In Thirteen, Hardwicke includes a physical tousle between the shouting matches — in the living room between Tracy and Mason. This is the first of a series of big big struggles with each of the characters in turn. How else does she mix up the struggle scenes?
- There’s a class big struggle of words between Tracy and her mother, which starts with discovery of the piercings.
- In the driveway, the Dad who has no time for his own kids rolls his eyes at this stoner boyfriend, but he is useless in his own way. However, nobody in this film is acted unsympathetically. We get the sense everyone has their own backstory, justifying their actions. Brady arrives back, barefoot, bearing a gift for Mel just like Evie did. Perhaps Evie has a sixth sense about how to win Mel over. She is an emotionally intelligent kid, in many ways.
- Brady is not a verbal guy, handing Mel the chicken without words. I only noticed his laconic nature when it was pointed out — the actor has very few lines, communicating mostly via body language. The gift of the toy chicken works. Brady wins Mel over, despite having been out on a bender. Mel is a pushover, which is exactly the reason why she lets her daughter become entangled with Evie Zamora in the first place. This is a wordless big struggle, which goes against audience expectation. Would Mel have accepted him back so easily had he turned up full of excuses?
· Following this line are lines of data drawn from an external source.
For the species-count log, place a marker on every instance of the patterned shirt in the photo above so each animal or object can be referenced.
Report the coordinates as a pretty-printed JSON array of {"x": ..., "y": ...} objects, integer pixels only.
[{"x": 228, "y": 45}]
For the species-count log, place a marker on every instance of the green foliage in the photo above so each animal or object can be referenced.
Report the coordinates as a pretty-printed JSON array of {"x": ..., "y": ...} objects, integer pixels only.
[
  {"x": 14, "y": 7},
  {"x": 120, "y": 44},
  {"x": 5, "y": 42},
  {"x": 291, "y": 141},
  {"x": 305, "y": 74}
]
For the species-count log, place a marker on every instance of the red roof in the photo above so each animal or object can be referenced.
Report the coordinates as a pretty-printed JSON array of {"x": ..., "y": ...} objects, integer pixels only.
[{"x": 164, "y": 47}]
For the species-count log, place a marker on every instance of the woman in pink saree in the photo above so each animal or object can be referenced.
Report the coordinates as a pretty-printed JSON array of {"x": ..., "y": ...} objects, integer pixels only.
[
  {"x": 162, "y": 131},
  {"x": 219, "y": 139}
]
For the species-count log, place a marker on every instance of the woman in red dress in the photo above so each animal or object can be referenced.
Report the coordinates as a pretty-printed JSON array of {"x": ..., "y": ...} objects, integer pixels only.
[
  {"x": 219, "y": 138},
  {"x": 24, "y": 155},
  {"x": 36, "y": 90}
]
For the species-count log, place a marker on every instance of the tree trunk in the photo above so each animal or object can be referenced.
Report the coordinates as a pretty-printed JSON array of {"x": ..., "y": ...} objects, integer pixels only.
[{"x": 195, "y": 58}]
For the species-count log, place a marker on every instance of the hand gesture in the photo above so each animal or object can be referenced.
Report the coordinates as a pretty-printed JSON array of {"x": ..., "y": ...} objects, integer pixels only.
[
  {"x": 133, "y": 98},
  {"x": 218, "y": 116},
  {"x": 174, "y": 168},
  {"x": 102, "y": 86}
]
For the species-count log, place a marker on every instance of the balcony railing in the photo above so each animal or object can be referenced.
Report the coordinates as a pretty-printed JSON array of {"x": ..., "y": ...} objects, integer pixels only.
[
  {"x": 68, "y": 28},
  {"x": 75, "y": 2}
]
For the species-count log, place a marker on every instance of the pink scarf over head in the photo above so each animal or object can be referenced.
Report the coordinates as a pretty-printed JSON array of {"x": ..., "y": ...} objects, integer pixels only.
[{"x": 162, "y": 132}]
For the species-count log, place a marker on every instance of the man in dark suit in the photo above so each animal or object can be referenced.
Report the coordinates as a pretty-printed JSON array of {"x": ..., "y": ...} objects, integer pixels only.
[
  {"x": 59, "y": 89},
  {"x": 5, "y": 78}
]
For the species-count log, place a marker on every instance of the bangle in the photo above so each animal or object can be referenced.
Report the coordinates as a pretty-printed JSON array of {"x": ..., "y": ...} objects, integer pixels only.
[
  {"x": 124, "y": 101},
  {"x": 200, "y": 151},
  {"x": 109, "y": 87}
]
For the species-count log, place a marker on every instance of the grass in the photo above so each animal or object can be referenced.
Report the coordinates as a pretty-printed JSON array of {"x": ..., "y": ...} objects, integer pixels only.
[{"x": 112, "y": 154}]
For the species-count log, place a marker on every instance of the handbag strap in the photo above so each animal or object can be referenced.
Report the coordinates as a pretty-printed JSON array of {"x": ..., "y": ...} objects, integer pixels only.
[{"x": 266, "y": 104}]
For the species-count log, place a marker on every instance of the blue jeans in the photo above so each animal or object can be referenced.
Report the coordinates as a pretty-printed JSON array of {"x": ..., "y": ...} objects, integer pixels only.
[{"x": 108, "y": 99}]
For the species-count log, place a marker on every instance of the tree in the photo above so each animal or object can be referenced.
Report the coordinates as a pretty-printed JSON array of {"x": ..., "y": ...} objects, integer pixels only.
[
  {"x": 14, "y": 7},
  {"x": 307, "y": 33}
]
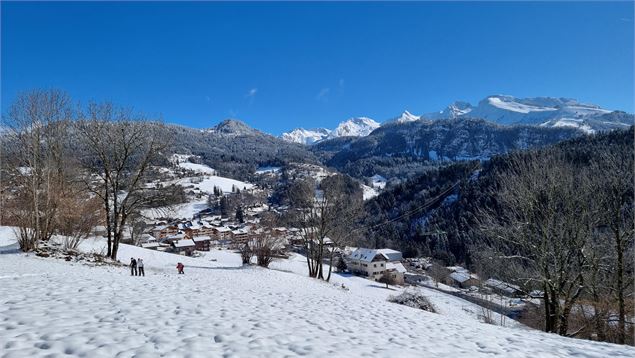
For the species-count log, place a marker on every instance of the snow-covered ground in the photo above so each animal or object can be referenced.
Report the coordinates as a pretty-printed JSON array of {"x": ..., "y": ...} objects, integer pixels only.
[{"x": 55, "y": 308}]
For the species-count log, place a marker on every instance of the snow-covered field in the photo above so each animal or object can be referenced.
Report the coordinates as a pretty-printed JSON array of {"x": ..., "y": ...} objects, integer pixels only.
[{"x": 55, "y": 308}]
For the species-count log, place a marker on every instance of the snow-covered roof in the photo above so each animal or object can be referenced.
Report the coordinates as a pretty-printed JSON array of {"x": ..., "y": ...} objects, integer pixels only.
[
  {"x": 458, "y": 269},
  {"x": 503, "y": 286},
  {"x": 183, "y": 243},
  {"x": 202, "y": 238},
  {"x": 460, "y": 276},
  {"x": 392, "y": 255},
  {"x": 366, "y": 255},
  {"x": 396, "y": 266}
]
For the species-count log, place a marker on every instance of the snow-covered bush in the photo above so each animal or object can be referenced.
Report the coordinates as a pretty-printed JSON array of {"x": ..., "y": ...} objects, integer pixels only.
[{"x": 414, "y": 300}]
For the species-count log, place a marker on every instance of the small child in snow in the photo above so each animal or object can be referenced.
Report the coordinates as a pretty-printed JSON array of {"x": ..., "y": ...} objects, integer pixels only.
[
  {"x": 133, "y": 267},
  {"x": 140, "y": 267}
]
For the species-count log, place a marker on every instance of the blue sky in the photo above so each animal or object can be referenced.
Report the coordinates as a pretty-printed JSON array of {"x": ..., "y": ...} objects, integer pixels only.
[{"x": 283, "y": 65}]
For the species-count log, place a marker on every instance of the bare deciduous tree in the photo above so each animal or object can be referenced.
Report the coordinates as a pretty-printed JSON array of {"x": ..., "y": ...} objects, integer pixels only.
[
  {"x": 542, "y": 223},
  {"x": 119, "y": 148},
  {"x": 326, "y": 214},
  {"x": 36, "y": 165}
]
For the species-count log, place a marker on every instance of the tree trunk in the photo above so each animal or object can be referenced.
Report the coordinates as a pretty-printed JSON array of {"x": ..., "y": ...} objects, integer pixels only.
[{"x": 621, "y": 324}]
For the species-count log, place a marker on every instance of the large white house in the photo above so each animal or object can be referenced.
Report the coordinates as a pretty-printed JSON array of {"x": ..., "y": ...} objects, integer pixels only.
[{"x": 374, "y": 263}]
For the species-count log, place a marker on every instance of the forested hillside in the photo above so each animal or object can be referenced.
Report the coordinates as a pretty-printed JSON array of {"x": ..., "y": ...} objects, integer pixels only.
[
  {"x": 407, "y": 149},
  {"x": 447, "y": 230}
]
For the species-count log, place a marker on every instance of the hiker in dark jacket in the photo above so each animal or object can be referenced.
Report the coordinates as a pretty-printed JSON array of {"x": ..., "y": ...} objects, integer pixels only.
[
  {"x": 133, "y": 267},
  {"x": 140, "y": 266}
]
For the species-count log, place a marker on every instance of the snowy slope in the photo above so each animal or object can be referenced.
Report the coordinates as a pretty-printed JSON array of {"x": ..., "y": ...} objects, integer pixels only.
[
  {"x": 354, "y": 127},
  {"x": 306, "y": 136},
  {"x": 543, "y": 111},
  {"x": 54, "y": 308},
  {"x": 404, "y": 117}
]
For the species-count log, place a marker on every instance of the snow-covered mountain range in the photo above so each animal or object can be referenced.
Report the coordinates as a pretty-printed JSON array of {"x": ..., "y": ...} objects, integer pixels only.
[
  {"x": 499, "y": 109},
  {"x": 541, "y": 111},
  {"x": 354, "y": 127}
]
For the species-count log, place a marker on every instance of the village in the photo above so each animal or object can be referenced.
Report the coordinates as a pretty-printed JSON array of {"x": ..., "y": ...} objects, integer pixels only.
[{"x": 207, "y": 230}]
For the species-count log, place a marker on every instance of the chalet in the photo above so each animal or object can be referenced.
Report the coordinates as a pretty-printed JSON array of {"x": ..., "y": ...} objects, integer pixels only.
[
  {"x": 240, "y": 234},
  {"x": 503, "y": 288},
  {"x": 392, "y": 255},
  {"x": 163, "y": 231},
  {"x": 175, "y": 237},
  {"x": 183, "y": 247},
  {"x": 397, "y": 271},
  {"x": 202, "y": 243},
  {"x": 150, "y": 245},
  {"x": 222, "y": 233},
  {"x": 368, "y": 263},
  {"x": 463, "y": 278},
  {"x": 206, "y": 229},
  {"x": 192, "y": 230}
]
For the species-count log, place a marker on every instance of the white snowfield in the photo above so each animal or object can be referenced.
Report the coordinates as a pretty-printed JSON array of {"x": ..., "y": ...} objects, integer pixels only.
[{"x": 54, "y": 308}]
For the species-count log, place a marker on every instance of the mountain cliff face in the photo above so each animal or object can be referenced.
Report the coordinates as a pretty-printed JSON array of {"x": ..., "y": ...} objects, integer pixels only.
[
  {"x": 539, "y": 111},
  {"x": 235, "y": 149},
  {"x": 306, "y": 136},
  {"x": 354, "y": 127},
  {"x": 426, "y": 142}
]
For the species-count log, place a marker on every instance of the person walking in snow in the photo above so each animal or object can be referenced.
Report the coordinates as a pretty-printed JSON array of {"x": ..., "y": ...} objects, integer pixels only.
[
  {"x": 133, "y": 267},
  {"x": 140, "y": 267}
]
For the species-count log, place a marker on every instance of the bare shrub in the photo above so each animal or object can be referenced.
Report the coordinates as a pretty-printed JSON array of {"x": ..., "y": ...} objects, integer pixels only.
[
  {"x": 264, "y": 249},
  {"x": 245, "y": 254},
  {"x": 414, "y": 300},
  {"x": 387, "y": 278}
]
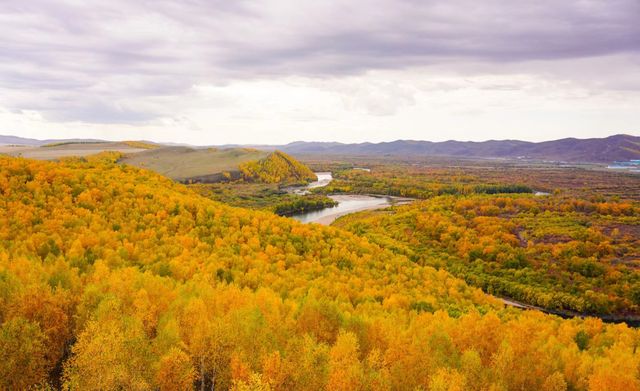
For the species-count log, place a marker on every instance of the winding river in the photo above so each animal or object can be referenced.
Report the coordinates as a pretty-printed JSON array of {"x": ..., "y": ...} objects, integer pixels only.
[{"x": 347, "y": 203}]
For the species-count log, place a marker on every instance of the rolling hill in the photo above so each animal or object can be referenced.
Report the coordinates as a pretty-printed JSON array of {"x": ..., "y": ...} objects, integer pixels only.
[
  {"x": 113, "y": 277},
  {"x": 595, "y": 150},
  {"x": 202, "y": 165}
]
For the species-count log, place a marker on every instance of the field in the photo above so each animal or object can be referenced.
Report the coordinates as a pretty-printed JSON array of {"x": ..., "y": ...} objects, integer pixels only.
[
  {"x": 66, "y": 150},
  {"x": 189, "y": 293},
  {"x": 183, "y": 163}
]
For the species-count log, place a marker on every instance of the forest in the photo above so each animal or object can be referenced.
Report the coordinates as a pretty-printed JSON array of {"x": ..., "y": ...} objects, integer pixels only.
[{"x": 113, "y": 277}]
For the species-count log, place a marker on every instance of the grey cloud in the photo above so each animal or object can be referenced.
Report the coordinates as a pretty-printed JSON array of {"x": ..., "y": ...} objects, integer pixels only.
[{"x": 111, "y": 52}]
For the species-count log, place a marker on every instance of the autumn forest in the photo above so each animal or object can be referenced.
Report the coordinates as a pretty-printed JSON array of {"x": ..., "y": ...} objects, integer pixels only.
[{"x": 113, "y": 277}]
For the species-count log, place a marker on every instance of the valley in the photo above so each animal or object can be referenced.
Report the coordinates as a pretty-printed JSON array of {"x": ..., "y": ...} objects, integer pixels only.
[{"x": 462, "y": 261}]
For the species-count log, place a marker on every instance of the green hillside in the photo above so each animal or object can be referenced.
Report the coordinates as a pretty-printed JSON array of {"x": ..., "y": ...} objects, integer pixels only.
[
  {"x": 278, "y": 167},
  {"x": 183, "y": 163}
]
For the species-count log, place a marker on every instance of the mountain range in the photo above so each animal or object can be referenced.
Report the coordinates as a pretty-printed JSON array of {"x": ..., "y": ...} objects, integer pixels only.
[{"x": 594, "y": 150}]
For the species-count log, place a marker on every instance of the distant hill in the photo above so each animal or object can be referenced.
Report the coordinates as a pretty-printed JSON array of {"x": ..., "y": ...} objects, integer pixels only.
[
  {"x": 194, "y": 164},
  {"x": 15, "y": 140},
  {"x": 278, "y": 167},
  {"x": 593, "y": 150},
  {"x": 596, "y": 150},
  {"x": 56, "y": 149}
]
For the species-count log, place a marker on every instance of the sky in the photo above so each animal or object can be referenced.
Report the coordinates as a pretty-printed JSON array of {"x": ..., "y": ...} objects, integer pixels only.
[{"x": 277, "y": 71}]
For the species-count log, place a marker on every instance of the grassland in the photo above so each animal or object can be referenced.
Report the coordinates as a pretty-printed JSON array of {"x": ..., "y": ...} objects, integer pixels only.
[
  {"x": 57, "y": 151},
  {"x": 183, "y": 163}
]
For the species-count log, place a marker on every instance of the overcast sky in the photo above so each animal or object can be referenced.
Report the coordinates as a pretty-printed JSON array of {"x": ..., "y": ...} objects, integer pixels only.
[{"x": 275, "y": 71}]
- The movie is punctuated at regular intervals with Tracy cutting herself in the bathroom. This is Tracy battling with herself.
ANAGNORISIS
Mel knows how to comfort people when they are at their lowest. This is her special strength. She is a nurturer, and now she nurtures her own daughter. The audience sees — and hopefully Tracy does too — that her mother has her back, no matter how terrible she can be.
In contrast, Brooke has no revelation about Evie. Evie can do no wrong in Brooke’s deluded eyes. Brooke is emotionally impacted by the snide comment Tracy makes about her plastic surgery (a sore point with her), and is therefore unable to see Evie for who she is.
Even the minor character Brooke has had her own off-screen anagnorisis. Brooke walks out, saying she’s taking Evie to Ojai (a small town in California which is not Hollywood). Brooke has probably realised that her acting and modelling prospects are over, coinciding with the plastic surgery that didn’t make her young again, as she had promised. Brooke’s wish to be young again is brought sharply into focus by the two girls who really are young, and for whom things are far from perfect, despite their youth and their beauty.
NEW SITUATION
The colour comes back into the film after a series of montages showing Mel sleeping in the same bed as Tracy. Tracy wakes up to white light, then fades into a scene where Tracy swings on a roundabout – childlike – and lets out a primal, cathartic scream. She is free of Evie and now knows that her mother has her back, even when she’s at her worst.
Though Evie has left town, life isn’t going to be all roses for Tracy from here on. There is a real mess of a social situation that Evie has left behind:
- Evie set Tracy up with another girl’s boyfriend, and this girl has already threatened to beat Tracy up.
- Tracy’s relationship with her brother can’t ever be so innocent again, as she has seen the side of him that objectifies girls (unless that girl happens to be his sister).
- Tracy’s real father shows no interest (or capacity) to be a father to Tracy and her brother, which she will continue to resent.
- Mel’s junkie boyfriend looks set to continue on his benders, invading the home with his addictions. As long as he’s around Mel is vulnerable to her addiction in her own right.